The availability of multi-omics cancer data from the same samples from TCGA allows developing various tools specific for multiple data integration, visualization, and integrated network modeling. The list of software dedicated for multi-omics data along with brief description is shown in Table 3.2. Tools like DINGO, BioWardrobe, and mixOmics are used for integrated analysis of mRNA/miRNA expression, DNA copy number, and methylation (Ha et al. 2015; Kartashov and Barski 2015; Rohart et al. 2017). Tools like jActiveModules (Cytoscape plugins) and NetworkAnalyst are used for integrating gene expression and PPI networks. Similarly, there are tools like Metscape 2 and Paintomics for integration of mRNA expression and metabolites data (Karnovsky et al. 2012; Garcia-Alcalde et al. 2011) and tools like ZikaVR and Immunet for Zika virus and immunological disease research, respectively (Gorenshteyn et al. 2015; Gupta et al. 2016). Omics Integrator software integrates several types of omics data and constructs a heterogeneous network of phosphorylated proteins, metabolites, and mRNA expression (Tuncbag et al. 2016). Lemon-Tree software uses large-scale multi-omics datasets and predicts network modules and pathways (Bonnet et al. 2015). In summary, there are several integrative analysis tools for multi-omics datasets and inferring network modules and pathways for understanding complex biological processes.
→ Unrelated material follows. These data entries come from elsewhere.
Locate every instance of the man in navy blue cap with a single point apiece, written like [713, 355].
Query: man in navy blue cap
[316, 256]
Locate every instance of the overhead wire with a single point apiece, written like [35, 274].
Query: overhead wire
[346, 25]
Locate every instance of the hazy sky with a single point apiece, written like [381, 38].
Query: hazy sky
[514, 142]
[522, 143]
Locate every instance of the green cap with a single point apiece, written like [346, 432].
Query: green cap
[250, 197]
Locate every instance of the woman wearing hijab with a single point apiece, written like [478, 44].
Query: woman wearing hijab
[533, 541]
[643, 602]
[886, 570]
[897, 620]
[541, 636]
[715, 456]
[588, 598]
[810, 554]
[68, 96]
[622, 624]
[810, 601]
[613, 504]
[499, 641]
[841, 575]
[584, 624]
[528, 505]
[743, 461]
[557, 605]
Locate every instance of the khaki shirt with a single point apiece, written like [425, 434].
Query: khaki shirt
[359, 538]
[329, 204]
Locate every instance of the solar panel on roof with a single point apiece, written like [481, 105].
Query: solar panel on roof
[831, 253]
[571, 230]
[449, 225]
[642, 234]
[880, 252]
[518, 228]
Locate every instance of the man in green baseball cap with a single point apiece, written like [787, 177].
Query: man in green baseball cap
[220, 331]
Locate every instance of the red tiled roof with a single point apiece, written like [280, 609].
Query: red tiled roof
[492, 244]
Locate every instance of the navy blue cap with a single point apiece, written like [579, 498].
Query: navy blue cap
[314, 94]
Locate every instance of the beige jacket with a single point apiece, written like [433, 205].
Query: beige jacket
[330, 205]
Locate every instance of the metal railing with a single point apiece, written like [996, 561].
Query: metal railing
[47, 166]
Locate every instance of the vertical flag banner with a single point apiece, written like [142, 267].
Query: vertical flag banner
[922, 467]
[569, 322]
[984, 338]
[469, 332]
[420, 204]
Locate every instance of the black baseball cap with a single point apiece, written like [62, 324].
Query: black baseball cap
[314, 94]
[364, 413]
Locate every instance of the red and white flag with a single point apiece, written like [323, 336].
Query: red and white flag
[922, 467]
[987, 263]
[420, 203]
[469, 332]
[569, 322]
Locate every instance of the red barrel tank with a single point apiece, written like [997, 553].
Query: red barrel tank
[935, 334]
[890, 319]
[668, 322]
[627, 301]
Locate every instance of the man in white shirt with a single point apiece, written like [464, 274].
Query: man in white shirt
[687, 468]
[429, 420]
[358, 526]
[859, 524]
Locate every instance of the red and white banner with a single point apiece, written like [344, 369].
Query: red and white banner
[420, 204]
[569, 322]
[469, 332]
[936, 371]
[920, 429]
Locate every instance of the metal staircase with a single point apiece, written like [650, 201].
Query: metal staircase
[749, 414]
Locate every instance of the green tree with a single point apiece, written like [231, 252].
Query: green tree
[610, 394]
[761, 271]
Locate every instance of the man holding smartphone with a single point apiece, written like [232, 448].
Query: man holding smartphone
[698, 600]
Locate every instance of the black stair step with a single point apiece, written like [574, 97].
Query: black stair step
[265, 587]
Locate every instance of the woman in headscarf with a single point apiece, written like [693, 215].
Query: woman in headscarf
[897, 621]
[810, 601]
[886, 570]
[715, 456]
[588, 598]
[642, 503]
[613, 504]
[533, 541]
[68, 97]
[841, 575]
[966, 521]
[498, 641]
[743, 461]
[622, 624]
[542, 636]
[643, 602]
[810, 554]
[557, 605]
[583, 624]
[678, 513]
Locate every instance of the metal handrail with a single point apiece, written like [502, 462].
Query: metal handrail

Table 3.2 Software for integrating multi-omics studies

3.4 Future Prospective and Challenges

The primary requirement of the integrative multi-omics is that all the omics studies have to be performed in the same sample. So, there are few challenges in integrating multi-omics datasets. First, for integrating protein-protein interactions data, it was observed that most of the data available was from HEK 293 cell line in case of AP-MS studies. There is a considerable gap in generating PPIs of all the proteins from other human cell lines and tissues including healthy and diseased states. Second, for integrating metabolomics and transcriptomics data, it was seen that the metabolites are mainly isolated from blood or urine, while transcriptomics data can be derived from all tissue samples related to the disease. As there is a need for experimental sample source parity, there is also the need for establishing data processing standards and data normalization procedures across different omics layers. So far, most of the multi-omics studies are mainly focused on tumor and cancer cell lines. Besides cancer, there are various diseases like respiratory and cardiac diseases, which need urgent attention for understanding biological mechanisms of these diseases using integrative analysis of multi-omics data.